È tutto pronto per lunedì prossimo, 13 marzo, quando alla Camera dei Deputati inizierà la discussione sulla proposta di legge che riguarda il “fine vita”, ovvero il testamento biologico. Per questo oggi si è riunito, su iniziativa dell’Associazione Luca Coscioni, l’Intergruppo parlamentare che ha elaborato la Pdl sul testamento biologico.
La proposta di legge sulla legalizzazione del testamento biologico e dell’eutanasia giace alla Camera, nonostante il clamore suscitato dai media dopo il caso di Dj Fabo.
Presenti Marco Cappato, Tesoriere Associazione Luca Coscioni; Mina Welby, Co Presidente Associazione Luca Coscioni; Filomena Gallo; Pia Locatelli; Maria Amato; Gabriella Giammanco; Stella Bianchi; Silvia Giordano; Gea Schirò; Matteo Mantero; Alessandro Zan; Marco Perduca.
Nonostante le numerose iniziative e la mobilitazione dell’opinione pubblica, la legge si e trovata più volte di fronte a un muro, per questo Marco Cappato ha invitato a “evitare che la paura del compromesso, porti a rimandare la discussione”. Inoltre la colpa non può essere nemmeno più addebitata come una volta alla Chiesa o alla destra del Paese, così come ha fatto notare Gabriella Giammanco, Forza Italia: “Ora che persino la Chiesa ha aperto le sue porte a Dj Fabo, dimostrando sensibilità nei confronti della sua drammatica vicenda, il Parlamento deve uscire da anni di immobilismo e dare il via libera al provvedimento sul testamento biologico” e aggiunge: “Non possiamo più permetterci di rimanere indifferenti davanti a quei cittadini che, al termine della loro malattia o affetti da patologie incurabili e profondamente debilitanti, vogliono affermare la propria libertà di scegliere di porre fine alla loro sofferenza. Ritengo che sia doveroso tutelare la dignità del malato e il suo diritto all’autodeterminazione e, in ogni caso, di fronte al provvedimento in questione, che investe profondamente la coscienza di ognuno di noi, rivendico la libertà di coscienza che dovrebbe essere riconosciuta a ciascun parlamentare dal gruppo politico di appartenenza” conclude Giammanco.
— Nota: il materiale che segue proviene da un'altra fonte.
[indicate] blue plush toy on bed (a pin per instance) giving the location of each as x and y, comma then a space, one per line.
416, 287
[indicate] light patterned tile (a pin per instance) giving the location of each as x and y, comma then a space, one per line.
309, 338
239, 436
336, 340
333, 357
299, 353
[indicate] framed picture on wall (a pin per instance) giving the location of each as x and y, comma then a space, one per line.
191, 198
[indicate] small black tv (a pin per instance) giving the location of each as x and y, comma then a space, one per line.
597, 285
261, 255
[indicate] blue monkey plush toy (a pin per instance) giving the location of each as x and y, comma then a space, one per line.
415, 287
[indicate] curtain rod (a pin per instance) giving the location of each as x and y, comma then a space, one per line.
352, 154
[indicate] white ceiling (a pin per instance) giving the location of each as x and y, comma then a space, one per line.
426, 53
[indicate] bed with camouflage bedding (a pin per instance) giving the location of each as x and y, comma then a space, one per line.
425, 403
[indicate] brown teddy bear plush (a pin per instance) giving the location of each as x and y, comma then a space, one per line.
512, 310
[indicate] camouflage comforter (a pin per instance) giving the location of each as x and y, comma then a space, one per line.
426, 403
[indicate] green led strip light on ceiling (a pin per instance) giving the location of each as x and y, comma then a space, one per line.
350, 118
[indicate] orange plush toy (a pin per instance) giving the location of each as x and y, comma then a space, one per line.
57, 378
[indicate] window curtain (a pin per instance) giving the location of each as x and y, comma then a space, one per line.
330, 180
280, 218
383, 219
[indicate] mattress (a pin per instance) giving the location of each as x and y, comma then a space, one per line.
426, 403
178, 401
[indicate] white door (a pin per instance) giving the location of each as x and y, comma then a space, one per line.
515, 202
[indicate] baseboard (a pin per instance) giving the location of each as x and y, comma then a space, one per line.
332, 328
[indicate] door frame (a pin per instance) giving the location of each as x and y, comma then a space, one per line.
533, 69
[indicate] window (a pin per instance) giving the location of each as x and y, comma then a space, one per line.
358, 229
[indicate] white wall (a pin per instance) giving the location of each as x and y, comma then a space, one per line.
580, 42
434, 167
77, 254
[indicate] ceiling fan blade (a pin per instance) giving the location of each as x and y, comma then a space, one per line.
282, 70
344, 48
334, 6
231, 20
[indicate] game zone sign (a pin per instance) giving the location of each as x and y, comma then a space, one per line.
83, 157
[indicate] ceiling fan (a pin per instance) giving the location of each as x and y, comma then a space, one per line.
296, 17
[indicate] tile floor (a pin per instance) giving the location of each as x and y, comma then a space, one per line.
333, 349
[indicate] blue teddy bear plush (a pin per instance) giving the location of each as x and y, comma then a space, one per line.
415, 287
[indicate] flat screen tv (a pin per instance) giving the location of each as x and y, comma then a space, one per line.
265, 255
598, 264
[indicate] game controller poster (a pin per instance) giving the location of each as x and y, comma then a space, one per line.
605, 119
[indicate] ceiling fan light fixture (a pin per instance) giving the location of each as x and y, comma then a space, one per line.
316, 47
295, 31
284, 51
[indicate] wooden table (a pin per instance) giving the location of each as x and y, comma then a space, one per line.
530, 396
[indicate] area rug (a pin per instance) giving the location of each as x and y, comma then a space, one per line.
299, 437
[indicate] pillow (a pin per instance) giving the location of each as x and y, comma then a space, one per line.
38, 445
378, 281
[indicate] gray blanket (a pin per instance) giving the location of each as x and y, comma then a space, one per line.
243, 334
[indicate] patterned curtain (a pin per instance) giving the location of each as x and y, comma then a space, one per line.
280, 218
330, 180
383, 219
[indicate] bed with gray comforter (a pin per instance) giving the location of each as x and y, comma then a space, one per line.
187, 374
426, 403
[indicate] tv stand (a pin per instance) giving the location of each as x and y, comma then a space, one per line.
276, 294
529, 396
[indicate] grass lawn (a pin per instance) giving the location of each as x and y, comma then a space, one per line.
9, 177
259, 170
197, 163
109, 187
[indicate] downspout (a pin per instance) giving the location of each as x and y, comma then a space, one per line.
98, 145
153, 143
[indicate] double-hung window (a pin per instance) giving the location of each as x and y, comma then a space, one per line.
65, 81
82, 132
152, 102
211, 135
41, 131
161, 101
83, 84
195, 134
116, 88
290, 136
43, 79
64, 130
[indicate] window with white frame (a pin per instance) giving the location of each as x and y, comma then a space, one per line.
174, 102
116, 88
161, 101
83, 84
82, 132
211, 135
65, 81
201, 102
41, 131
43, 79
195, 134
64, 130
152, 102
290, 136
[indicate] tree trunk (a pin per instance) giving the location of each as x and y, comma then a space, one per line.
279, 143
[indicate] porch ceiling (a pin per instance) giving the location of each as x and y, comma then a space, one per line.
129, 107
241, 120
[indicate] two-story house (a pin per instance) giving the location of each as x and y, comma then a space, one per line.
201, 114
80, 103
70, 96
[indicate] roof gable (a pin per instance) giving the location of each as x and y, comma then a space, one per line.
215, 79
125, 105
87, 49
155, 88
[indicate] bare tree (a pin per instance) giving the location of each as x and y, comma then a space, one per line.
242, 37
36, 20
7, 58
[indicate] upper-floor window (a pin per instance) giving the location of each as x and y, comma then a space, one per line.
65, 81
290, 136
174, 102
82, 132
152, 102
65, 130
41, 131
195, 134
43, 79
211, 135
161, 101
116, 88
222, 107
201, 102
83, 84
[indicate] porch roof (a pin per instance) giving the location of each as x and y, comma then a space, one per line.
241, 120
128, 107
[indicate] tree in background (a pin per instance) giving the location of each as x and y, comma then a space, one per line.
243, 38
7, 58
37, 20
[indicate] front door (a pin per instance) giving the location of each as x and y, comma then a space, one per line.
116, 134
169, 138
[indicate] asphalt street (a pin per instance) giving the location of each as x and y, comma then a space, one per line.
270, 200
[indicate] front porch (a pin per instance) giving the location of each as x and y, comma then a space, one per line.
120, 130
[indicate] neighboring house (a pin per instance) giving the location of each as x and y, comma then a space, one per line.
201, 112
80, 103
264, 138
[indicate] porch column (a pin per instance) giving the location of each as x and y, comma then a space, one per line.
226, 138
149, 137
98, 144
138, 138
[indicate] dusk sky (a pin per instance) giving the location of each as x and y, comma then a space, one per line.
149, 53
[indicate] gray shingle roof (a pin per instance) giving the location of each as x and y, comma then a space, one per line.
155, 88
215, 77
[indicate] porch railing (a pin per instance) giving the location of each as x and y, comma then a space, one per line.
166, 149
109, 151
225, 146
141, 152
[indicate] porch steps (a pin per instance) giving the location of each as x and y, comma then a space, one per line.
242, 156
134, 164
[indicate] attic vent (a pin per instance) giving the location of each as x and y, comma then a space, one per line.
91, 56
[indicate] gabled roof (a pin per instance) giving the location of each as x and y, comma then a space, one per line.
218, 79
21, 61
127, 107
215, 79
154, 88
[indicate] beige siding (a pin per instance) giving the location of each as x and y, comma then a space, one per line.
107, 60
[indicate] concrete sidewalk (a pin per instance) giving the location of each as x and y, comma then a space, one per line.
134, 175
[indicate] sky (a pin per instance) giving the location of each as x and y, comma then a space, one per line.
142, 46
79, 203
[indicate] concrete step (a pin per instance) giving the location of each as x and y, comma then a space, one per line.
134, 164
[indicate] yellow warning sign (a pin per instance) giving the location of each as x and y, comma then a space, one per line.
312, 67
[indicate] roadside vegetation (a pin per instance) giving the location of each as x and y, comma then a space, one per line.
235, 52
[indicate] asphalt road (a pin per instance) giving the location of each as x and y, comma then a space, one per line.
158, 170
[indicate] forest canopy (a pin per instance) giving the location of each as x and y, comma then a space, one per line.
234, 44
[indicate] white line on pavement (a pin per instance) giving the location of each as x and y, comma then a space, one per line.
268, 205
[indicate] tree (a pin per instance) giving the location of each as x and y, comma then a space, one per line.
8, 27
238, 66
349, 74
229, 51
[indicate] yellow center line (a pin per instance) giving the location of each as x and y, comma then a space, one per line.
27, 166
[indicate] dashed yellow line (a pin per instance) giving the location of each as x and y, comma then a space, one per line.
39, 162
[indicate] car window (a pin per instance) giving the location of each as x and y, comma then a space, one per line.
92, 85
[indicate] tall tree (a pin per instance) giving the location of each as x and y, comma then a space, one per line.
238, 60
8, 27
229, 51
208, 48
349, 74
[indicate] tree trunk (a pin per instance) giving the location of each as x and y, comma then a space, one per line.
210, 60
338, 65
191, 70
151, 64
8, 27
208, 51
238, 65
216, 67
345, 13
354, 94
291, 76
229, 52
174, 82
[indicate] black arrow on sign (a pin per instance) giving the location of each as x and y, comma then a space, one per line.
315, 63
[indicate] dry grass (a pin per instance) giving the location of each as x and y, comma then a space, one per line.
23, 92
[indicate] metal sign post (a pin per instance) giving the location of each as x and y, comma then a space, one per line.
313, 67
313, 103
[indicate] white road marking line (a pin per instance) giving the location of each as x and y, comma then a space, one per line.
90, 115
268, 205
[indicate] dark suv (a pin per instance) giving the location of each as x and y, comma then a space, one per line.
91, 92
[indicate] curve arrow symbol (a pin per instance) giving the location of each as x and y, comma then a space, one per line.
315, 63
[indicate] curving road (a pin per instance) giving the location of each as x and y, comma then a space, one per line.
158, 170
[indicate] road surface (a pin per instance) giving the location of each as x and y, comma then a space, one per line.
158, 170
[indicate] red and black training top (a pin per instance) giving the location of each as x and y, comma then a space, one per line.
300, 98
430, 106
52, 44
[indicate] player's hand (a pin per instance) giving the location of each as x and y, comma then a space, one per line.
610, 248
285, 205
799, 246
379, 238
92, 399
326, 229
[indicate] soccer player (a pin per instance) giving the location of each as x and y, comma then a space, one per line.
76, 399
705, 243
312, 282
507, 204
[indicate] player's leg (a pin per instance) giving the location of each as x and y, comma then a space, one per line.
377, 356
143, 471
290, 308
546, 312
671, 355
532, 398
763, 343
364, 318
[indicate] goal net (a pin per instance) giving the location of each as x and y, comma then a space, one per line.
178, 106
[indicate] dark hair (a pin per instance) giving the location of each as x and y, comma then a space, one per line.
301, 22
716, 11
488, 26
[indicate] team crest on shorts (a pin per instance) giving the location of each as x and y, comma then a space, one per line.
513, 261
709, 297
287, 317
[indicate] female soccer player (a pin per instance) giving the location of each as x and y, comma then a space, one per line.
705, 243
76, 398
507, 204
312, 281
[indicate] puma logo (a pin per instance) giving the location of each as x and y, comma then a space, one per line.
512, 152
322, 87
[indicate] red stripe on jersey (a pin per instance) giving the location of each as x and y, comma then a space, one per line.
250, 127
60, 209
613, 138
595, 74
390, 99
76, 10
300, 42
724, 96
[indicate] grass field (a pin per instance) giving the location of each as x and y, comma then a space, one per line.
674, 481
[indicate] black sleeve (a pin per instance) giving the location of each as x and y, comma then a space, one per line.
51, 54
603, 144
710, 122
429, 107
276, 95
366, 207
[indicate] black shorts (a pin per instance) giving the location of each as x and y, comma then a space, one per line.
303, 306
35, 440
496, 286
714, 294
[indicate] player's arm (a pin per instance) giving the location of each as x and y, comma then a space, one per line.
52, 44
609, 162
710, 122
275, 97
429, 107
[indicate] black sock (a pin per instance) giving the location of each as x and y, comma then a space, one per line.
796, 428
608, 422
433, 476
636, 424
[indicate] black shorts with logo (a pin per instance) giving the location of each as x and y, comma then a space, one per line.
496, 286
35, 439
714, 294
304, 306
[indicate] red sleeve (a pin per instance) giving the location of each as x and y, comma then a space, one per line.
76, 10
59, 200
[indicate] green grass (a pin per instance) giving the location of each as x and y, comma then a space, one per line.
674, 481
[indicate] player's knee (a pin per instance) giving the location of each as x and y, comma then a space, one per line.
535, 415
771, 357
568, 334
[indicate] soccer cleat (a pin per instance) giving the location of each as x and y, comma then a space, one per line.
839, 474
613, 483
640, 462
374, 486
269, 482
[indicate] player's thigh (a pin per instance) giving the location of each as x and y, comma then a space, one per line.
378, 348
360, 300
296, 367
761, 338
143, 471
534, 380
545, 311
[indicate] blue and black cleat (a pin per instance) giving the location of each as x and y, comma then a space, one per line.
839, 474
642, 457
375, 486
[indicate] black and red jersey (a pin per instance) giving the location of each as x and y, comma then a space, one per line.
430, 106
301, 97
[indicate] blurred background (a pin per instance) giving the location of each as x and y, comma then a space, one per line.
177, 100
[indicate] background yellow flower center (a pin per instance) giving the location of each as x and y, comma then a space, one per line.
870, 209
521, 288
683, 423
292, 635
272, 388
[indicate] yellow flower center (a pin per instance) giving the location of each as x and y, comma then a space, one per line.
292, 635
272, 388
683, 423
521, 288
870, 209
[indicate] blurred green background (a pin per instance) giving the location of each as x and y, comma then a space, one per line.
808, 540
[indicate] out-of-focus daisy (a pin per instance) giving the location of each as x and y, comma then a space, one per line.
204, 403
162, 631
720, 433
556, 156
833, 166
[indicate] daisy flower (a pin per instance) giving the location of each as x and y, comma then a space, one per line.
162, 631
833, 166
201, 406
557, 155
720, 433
Come ha fatto notare poi anche Alessandro Zan, e anche altri deputati, questa proposta non sarà la migliore, ma “è un passo avanti, si tratta come nelle unioni civili di una mediazione”.
In quei casi per anni è stata la magistratura a decidere al posto della politica, ma ci sono diversi ostacoli evidenziati in primis da Cappato e messi in rilievo anche da Pia Locatelli: “Potrebbero crearsi equivoci per quanto riguarda la confusione tra testamento biologico ed eutanasia che sono due cose diverse e c’è il rischio che qualcuno lo strumentalizzi”. Non ultimo il rischio che la legge non arrivi al traguardo a causa del ping pong tra Camera e Senato, di ulteriori emendamenti e della legislatura agli sgoccioli.